Electrochromic Characteristics of Nitrogen-Doped Graphene/TiO2 Nanocomposite Electrodes

Abstract

Nitrogen-doped graphene (NDG)/titanium dioxide (TiO2) nanoparticles were coated on indium-tin oxide (ITO) glass substrates to fabricate NDG-TiO2 nanocomposite electrodes. 3-methylthiophene (3MT) was electrochemically deposited on the NDG-TiO2 films to form poly(3-methylthiophene) (P3MT/NDG/TiO2) composite electrochromic electrodes. The introduction of NDG and TiO2 mesoporous films significantly increased the initial maximum optical contrast (ΔT%) to 70% as compared 41% of pure ITO electrodes, whereas the P3MT/NDG/TiO2 composite electrodes enhanced the adhesion of P3MT polymers to the NDG/TiO2/ITO substrate, thereby increasing the long-term stability of the corresponding electrochromic devices.
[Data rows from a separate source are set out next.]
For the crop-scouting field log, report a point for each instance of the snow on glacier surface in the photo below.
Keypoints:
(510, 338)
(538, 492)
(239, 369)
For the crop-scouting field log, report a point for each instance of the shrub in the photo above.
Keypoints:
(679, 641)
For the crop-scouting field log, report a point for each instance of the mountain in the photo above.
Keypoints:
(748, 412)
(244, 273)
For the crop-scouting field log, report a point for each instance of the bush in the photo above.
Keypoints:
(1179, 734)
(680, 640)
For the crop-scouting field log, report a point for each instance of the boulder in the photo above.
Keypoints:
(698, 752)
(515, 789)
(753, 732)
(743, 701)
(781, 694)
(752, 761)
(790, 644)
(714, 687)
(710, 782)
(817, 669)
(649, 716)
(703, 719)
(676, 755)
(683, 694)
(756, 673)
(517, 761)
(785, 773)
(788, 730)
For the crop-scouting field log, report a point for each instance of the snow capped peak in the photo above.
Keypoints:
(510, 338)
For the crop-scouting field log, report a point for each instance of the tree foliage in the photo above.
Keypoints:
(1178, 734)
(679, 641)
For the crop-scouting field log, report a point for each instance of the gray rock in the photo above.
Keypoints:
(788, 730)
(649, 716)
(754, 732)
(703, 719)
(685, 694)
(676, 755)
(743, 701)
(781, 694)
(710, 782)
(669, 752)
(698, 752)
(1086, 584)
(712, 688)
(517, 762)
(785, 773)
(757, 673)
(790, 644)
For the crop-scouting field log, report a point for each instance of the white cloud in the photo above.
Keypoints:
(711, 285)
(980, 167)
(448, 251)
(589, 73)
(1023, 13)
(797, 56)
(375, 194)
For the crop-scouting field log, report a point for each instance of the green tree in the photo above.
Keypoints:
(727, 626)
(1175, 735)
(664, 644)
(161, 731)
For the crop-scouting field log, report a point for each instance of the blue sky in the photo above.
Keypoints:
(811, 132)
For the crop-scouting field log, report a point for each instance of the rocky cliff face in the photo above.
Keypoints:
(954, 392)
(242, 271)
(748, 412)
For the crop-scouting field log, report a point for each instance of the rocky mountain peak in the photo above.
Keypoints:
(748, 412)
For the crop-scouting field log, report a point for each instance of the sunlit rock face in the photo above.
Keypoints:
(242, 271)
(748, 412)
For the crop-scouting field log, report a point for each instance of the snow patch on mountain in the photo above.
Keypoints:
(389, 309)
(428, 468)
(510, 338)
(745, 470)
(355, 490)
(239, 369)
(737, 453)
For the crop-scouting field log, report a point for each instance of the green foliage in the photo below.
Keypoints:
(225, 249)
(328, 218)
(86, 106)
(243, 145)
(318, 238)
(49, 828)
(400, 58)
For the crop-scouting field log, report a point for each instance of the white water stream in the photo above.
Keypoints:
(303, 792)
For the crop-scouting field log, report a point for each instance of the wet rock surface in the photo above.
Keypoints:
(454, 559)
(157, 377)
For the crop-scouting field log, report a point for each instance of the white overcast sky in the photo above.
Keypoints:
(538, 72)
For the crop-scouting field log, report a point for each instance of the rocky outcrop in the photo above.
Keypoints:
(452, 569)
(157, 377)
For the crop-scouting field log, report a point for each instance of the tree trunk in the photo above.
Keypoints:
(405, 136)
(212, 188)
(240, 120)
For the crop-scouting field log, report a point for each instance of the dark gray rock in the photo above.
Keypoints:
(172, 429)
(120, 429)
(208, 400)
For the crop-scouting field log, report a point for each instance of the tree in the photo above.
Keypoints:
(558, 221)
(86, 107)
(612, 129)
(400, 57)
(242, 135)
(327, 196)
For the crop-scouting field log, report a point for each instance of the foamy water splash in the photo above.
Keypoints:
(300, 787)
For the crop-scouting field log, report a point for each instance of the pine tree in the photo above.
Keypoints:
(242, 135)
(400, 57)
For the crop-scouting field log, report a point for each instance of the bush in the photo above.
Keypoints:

Experimental results reveal that P3MT/NDG/TiO2 composite electrodes retained up to 90% of ΔT%, relative to 70% remaining ΔT% of pure ITO electrodes. This illustrates the enhanced long-term stability achieved through the introduction of a NDG-TiO2 nanocomposite films in electrochromic devices. These devices demonstrated excellent response time characteristics and ΔT% value of 6 s and ca. of 70%, respectively. This work has shown that conductive polymer/NDG/TiO2 composite electrodes are well suited to electrochromic devices for the promotion of performance and stability.